In a sense, today (actually yesterday, May 19, as I’m writing this after midnight), is one of those life changing days. Early on the morning of January 1, 2009, I did the pickup portion of the last rental I would have before closing my business. Little did I know that over the next nearly 2½ years I would have such difficulty getting a stable job. I had already been living in my son’s house for a little over a year. I had been struggling with pain in my knees for years, which made some of the work I had done previously impossible. Anyway, in December 2010, my son, who is in the Navy, was told that he was going to be transferred to a little desert town in the intermountain region in the late summer/early fall of 2011. As I had no savings or stable employment, I felt that I had no choice but to follow him, but, for a few days, I was in a kind of shock/depression. I have lived near an urban area for my whole life, and I was having difficulty finding work here. How was I to find work there? Further, the past couple of years, the Spirit had been teaching me about the subjects I normally write about on this blog, but I have little idea of how to go about things in a town where I didn’t know anyone, and I had not been able to find anyone so far who has been walking down this same road of following Jesus without the added man made structures and traditions.
Today, everything changed. My son called and told me that his orders were changed, and he was now going to stay in the same city he has been in for the last six years. I am no longer in a holding pattern waiting to begin learning how to live in a new area, but I am suddenly looking at, “Lord, how do I honor you right here, right now (as I guess I’ll be here a while)?
I just started reading a secular book about following one’s passion in the latter part of life. The assumption within this writer is along the “do what you love the money will follow” idea, but part of simply following Jesus is that doing so isn’t a vocation, although each of us is responsible for covering the needs of our brothers and sisters who go where, for whatever reason, it isn’t or might not be possible to earn a living due to the culture being so foreign. My passion for the moment is to find one neighbor (geographically) who is destined by the Spirit to begin walking down the path I’m going, that I can share what God has been showing me and vice versa (with the latter being equally important, not just a phrase to tack onto that statement to sound humble).

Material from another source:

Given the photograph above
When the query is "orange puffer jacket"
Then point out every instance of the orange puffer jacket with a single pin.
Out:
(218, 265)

I live in a suburban neighborhood. Neil Cole, in
, speaks about working in poor neighborhoods. That last business I had had me visiting the poorest neighborhood in my metro area often. No one could afford to run the air conditioners consistently, so on hot days, everyone was on their front porch. That can be trouble, as that situation can allow for two or more people to be physically hot, and inwardly angry about not being able to do something about their situation, and if one rubs another the wrong way, the frustration spill over to violence. Conversely, everyone knows (whether for good or ill) their neighbor. In my neighborhood, everyone comes home from school or work and hides in their a/c’d house, or cooks on their grill in the back yard with eight foot high fences. Normally, the rest of the neighborhood’s contact with them is only smelling their steaks waft over the fence. Organic Church
Therefore, this change makes me seek immediately how to contact my nearby walled society. I am almost certain that it isn’t going to be easy finding my neighborhood’s first “person of peace.” I am on the lookout for any signs in the culture around me, even in the Christian subculture, of the slightest hint that simple church exists. I wrote a couple of weeks ago about the Irish band getting video play on JCTV. Yesterday, I was in Books-A-Million, and looked in their Christian section. Now, I couldn’t figure out the order of books on the shelves (most bookstores, within a genre, order by last name alphabetical order, but that didn’t seem to be the case in this store), but the only author I found on the shelf which I had heard mentioned in simple church circles is Bruce McLaren, and he his a theological writer, i.e. the book I picked up isn’t what I’d call a light read, although more readable than some seminary level texts. Today’s the next day, and I can’t remember anything of what I read.
With this change in my life, a new challenge awaits. I wish to live and work in excellence, but first comes competence. Chesterton wrote, “Anything worth doing is worth doing badly.” A bad plan is better than no plan. I am trying to come up with a bad plan that the Spirit may correct.